Reputation: 2665
So I'm working on a project where there are tasks that make up a scavenger hunt. So when a user clicks on a particular hunt, I'd like the show.html.erb
file to show the hunt as well as the tasks associated with that hunt. I've got the hunt and tasks models connected through HuntTask.rb
. I created the HuntTask
model based off a suggestion here: Has and Belongs to Many error - *_development.hunts_tasks' doesn't exist:, but I'm still having trouble getting the hunt controller to make sense.
def show
@hunt = Hunt.find(params[:id])
@title = @hunt.name
@tasks = @hunt.tasks.paginate(:page => params[:page])
end
But then it throws up this error:
NameError in HuntsController#show
uninitialized constant Hunt::Hunttask
Here's what my models looks like:
class Hunt < ActiveRecord::Base
has_many :hunttasks
has_many :tasks, :through => :hunttasks
end
class Task < ActiveRecord::Base
has_many :hunttasks
has_many :hunts, :through => :hunttasks
end
class HuntTask < ActiveRecord::Base
belongs_to :hunt, :class_name => "Hunt"
belongs_to :task, :class_name => "Task"
I'm pretty sure that the name error is telling me that Rails can't find a table called hunt
," which makes sense because the correct table is "hunts." But I'm hesitant to change the third line of my show method,
@tasks = @hunt.tasks.paginate(:page => params[:page])
because I want to specify that the @tasks
method should pull all the tasks associated with this particular hunt being shown, not with all hunts.

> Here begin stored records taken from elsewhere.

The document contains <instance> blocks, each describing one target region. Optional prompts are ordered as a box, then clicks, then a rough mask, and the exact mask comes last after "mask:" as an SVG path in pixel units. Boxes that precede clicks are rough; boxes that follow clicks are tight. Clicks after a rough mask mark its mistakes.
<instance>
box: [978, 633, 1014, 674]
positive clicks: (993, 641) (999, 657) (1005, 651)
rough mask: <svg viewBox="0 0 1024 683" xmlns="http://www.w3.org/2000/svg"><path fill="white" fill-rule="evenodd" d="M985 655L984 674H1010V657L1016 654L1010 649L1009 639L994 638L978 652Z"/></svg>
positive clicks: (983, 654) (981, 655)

I suppose I just don't understand the syntax I'm using in @tasks
.
When I do add the s
to (@tasks = @hunts.tasks.paginate(:page => params[:page]) )
, I get a NilClass
error.
NoMethodError in HuntsController#show
undefined method `tasks' for nil:NilClass
But I don't think tasks is supposed to be a method. Or is it?
Any advice on what I should be doing?
Upvotes: 0
Views: 183
Reputation: 10420
I think this should be:
class Hunt < ActiveRecord::Base
has_many :hunt_tasks
has_many :tasks, :through => :hunt_tasks
end
class Task < ActiveRecord::Base
has_many :hunt_tasks
has_many :hunts, :through => :hunt_tasks
end
class HuntTask < ActiveRecord::Base
belongs_to :hunt # the id for the association is in this table
belongs_to :task
end
when you're doing something like belongs_to :hunt, :class_name => "Hunt"
which seems pretty straight forward and you didn't need to do elsewhere, you should ask yourself why.